Pular para o conteúdo principal

Primeiro a luta de classes? (Kátia Cajá)


Você realmente acha que, resolvendo a questão econômica, acaba o patriarcalismo, o racismo e a homofobia?

Os homens de esquerda mentem. Dizem que sem focar nela, as opressões não são superadas. Mentira. O capitalismo tá aí firme e forte e já conquistamos nele mesmo direito a divórcio, participação política, em muitos países ao aborto e casar a com outra mulher, e a violência doméstica foi criminalizada. O que não mudou foi a exploração da burguesia sobre as mulheres trabalhadoras.

Sendo eu mesma uma trabalhadora, sou anticapitalista. Mas o feminismo liberal tá aí avançando a passos largos. Os marxistas precisam incorporar os avanços que as feministas materialistas trouxeram urgentemente, ou as mulheres operárias e camponesas vão ficar eternamente abandonadas. Ou então, como eu estou agora, lutando irmanadas em organizações feministas, mas sem a potência que poderíamos ter se fossemos admitidas nas organizações mistas.

Infelizmente as organizações marxistas incorporaram um discurso feminista liberal, com o objetivo questionável de "autoconstrução", já que ele dialoga bem com as massas - lógico, tá até na Globo! Isso é um erro. O certo seria as feministas materialistas serem ouvidas, e suas contribuições incorporadas, mas as direções dos partidos pararam no tempo.

Misoginia e racismo não são meramente questões superestruturais. O patriarcado por exemplo é um sistema de exploração econômica.

Os meios de produção estão em sua esmagadora maioria em mãos masculinas. Mulheres são minoria absoluta não só na burguesia propriamente dita, como também na classe média, exercendo com menos frequência cargos de chefia, ganhando menos por trabalho igual etc. Por outro lado, a maior parte das pessoas em situação de pobreza e extrema pobreza no mundo são mulheres. A classe operária veste saias!

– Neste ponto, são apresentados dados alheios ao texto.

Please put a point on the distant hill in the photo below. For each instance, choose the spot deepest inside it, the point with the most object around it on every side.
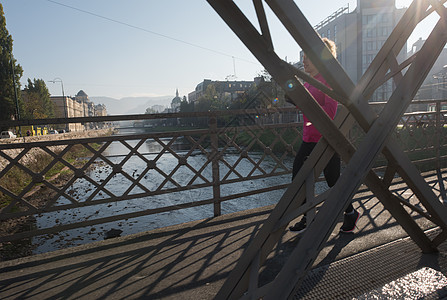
(131, 105)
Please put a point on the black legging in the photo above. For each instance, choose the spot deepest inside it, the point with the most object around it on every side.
(331, 171)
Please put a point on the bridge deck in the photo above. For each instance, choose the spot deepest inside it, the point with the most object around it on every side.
(191, 261)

O campesinato também, embora o protagonismo feminino, em todos os setores, inclusive nesses, costume ser invisibilizado.

Os homens se apropriam do trabalho das mulheres, não só de produção, mas de reprodução das condições materiais de existência - desde o trabalho doméstico, que é feito DE GRAÇA, até o trabalho de cuidado das crianças - como se educar um ser humano não fosse de interesse da coletividade, e sim da mãe.

Não tem como resolver a "questão econômica" (concentração de riqueza em mãos heteromasculinas e brancas) primeiro e deixar pra depois o fim do patriarcado e do racismo. A classe trabalhadora, que é composta em sua maioria por mulheres, pode expropriar a burguesia, que é masculina, e repartir a riqueza para o conjunto dos seus membros. Ou reparti-la entre os homens e deixar pra olhar a situação das mulheres depois, um dia desses, ninguém sabe quando.

Por isso é tão fundamental ter mulheres que reivindicam um feminismo materialista de verdade entre os quadros das organizações de esquerda. E combater com veemência o machismo dentro delas, hoje mesmo. É importante também que as mulheres se auto-organizem, pois tá cheio de revolucionário anticapitalista que não vai querer largar mão nunca de ter quem lave suas cuecas, e organizações mistas vivem sofrendo com homens sabotando por dentro a causa feminista.

Comentários

Cristian disse…
Saudações,

Concordo em grande parte com os argumentos do texto. Só tem um problema, digamos, metodológico, em uma das afirmações feitas.
"'questão econômica' (concentração de riqueza em mãos heteromasculinas e brancas)"
Acredito que a "questão econômica", pelo menos na tradição marxista, não consista exatamente na natureza étnica ou de gênero dos detentores da riqueza, e sim na existência de um grupo que concentra riqueza obtida através da exploração do trabalho. Uma burguesia lésbica indígena ou branca heteronormativa é, a rigor, a classe dominante. Eis a diferença entre o feminismo liberal e o feminismo materialista, a constatação da luta de classes aliado à dominação patriarcal.
rodrigodoo disse…
Concordo com esse seu comentário, Cristian

(eu só vi o seu comentário hoje, desculpa pela demora pra responder!)